Implementation Checklist for Health IT Leaders

  1. Audit Current Visibility – Confirm percentage of devices with up‑to‑date inventory.
  2. Define Impact KPIs – select at least three measurable outcomes (e.g., MTTR, compliance credits).
  3. Select a KLAS‑Rated Platform – Verify that the solution scores ≥ 4.0 in the Impact pillar.
  4. Map Devices to Clinical Risk – Prioritize assets based on patient exposure and criticality.
  5. Deploy Zero‑Trust Segmentation – Isolate device groups before full integration.
  6. Configure Automated Remediation – Enable patch‑auto‑apply for non‑clinical devices.
  7. Integrate Reporting APIs – Feed security KPIs into existing performance dashboards.
  8. Run a Pilot Phase – measure baseline vs. post‑deployment metrics over 60 days.
  9. Iterate Policies – Adjust risk thresholds based on pilot results and clinical feedback.

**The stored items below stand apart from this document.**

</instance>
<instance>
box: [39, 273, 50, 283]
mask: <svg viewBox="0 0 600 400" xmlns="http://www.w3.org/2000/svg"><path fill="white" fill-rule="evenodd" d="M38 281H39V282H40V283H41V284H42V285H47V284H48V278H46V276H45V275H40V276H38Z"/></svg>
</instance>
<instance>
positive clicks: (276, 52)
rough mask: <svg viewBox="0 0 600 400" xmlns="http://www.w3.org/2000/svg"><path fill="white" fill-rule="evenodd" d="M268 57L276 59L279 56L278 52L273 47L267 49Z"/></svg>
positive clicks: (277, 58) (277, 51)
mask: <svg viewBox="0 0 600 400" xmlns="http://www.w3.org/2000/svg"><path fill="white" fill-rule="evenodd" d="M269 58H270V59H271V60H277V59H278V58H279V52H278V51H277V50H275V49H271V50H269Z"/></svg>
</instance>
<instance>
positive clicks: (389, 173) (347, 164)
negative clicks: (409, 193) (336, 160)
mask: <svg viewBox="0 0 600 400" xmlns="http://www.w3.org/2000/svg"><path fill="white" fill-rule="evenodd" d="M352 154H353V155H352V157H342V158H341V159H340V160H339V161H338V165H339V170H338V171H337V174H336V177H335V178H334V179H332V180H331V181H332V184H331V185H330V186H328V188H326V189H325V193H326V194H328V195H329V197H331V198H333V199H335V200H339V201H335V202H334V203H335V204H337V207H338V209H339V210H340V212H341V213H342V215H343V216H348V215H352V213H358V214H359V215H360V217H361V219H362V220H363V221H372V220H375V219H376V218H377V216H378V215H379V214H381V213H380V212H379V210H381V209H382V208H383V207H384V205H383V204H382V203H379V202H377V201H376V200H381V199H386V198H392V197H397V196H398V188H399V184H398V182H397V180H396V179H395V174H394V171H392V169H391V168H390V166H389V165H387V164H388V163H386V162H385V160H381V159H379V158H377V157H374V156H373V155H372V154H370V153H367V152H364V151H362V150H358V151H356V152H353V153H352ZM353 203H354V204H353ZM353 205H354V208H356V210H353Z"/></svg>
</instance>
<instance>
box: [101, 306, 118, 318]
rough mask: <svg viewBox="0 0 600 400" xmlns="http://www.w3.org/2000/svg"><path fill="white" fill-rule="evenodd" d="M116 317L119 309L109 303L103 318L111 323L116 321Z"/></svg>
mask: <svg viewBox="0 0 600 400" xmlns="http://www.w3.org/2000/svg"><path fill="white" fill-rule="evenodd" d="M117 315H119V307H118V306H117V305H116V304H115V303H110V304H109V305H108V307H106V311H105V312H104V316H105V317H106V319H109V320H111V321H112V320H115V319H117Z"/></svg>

  10. Report to Stakeholders – Present impact data in quarterly C‑suite briefings.

Sources: KLAS IoT Security Report 2025; FDA Post‑Market Cybersecurity Guidance 2023; NIST Cybersecurity Framework 2022; Mayo Clinic IT Quarterly Review 2024; Kaiser Permanente Finance Review 2025; Cleveland Clinic Risk Management Publication 2025.